From Jason Crotteau of Wyoming Tactical:
Shooting Performance F.I.D.C.
Las Cruses, NM
Dec. 4-8 
I have been teaching defensive firearms, and running my small company for a couple of years now, being both NRA certified, and a Combat Focus Shooting instructor, I know that I had the background, and in the case of CFS had been put through the grinder to get signed off. In my mind however, passing the test, and simply being “good enough” doesn’t cut it when it come to educating people in life and death skills. So I was looking for something more. This is when I came across Firearms Instructor Development Course (F.I.D.C.) taught by Mike Seeklander of Shooting Performance.
I had met Mike previously through mutual friends, and after talking with him, he was gracious enough to grant me a slot in a very difficult to attend class. Mike also had another instructor with him, Rich Brown, who had some incredible insights on public speaking and presentation. Rich is also an accomplished shooter in his own right. Using his critiques I was able to gain valuable insights into my own teaching style, and how to maximise my impact with students.
When I arrived on day one I understood why this course was so difficult to get into. I was one of fourteen other instructors, eleven of which were high level officers, and instructors for the Las Cruses Police Department and the Doña Ana County Sheriff’s Department. Half of these guys were SWAT officers, and one was a Grand Master level shooter. To say that I was intimidated would be sugar coating it.
I was absolutely determined to get everything out of this course that I could, so I put all of my focus into absorbing all the knowledge that was being thrown at us. I had heard the “drinking from the firehose” analogy before, and this class was no different. Just the focus was slightly different. This course wasn’t about teaching a specific program or method. It was primarily about HOW we teach. I would say that about sixty percent of the curriculum was about communication, and how to convey information to students. While we worked on our communication skills we were shown different methods for running students on a range, we talked about some of the factors that go into skill development, and learned a few tricks along the way.

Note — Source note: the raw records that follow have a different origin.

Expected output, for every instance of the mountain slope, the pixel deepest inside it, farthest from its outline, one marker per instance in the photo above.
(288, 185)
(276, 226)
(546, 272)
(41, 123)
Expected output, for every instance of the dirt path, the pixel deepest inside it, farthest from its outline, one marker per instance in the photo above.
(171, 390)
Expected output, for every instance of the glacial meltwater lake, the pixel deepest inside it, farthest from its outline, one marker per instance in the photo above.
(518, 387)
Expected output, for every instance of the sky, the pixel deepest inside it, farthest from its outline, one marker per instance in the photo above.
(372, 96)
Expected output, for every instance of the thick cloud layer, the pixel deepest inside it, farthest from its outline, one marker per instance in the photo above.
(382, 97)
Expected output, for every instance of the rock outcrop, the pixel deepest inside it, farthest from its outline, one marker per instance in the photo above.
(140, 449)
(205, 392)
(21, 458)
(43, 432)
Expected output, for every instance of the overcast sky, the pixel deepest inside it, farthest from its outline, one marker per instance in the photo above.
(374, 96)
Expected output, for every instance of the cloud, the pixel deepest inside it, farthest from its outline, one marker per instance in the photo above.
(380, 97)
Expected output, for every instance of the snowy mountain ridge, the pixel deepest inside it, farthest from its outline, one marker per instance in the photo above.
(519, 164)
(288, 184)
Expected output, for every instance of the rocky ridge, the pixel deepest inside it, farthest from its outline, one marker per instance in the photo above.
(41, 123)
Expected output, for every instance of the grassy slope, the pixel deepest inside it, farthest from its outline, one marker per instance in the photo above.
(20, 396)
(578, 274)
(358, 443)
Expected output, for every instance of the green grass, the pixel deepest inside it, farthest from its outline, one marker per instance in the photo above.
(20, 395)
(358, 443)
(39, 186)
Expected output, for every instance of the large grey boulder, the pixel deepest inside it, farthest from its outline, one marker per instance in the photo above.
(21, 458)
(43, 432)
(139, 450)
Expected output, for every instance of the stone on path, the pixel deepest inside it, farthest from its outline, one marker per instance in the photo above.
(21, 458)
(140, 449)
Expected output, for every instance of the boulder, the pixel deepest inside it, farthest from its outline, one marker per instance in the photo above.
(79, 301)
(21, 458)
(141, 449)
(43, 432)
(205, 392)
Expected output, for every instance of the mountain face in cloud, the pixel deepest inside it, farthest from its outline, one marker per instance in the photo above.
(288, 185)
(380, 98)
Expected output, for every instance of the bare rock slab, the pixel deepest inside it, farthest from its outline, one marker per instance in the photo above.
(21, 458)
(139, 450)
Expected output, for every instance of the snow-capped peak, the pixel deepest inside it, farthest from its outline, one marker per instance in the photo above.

A couple of takeaways for me were the structure templates that this course provided. Both in terms of how to develop a curriculum, and how to structure it into a understandable flow. This was of huge importance to me, as I have reached a point in my career where I am beginning to develop my own curriculum. The examples, and structures that we learned made this seemingly gargantuan task seem much more manageable. Secondly, we were shown a few different ways of running the line on the range. One of the best ways was making the line automatic. Giving the student a task and let them do the reps. As an instructor, this style gives you more freedom to watch for safety concerns, as well as more opportunities to coach students.
One of the biggest things that I left with is learning to teach, without a doctrine. Walking out with solutions for the problems that I have encountered as my training courses have grown. I remember doing a survey before Instructor Conference in September, and something that I listed as a weakness as an instructor was not dividing up my curriculum into small bite, or block. Something I could just pull out on demand.
Overall, the lessons on effective communication, especially as it relates to firearms training made a world of difference. It will make a big difference to the students as well.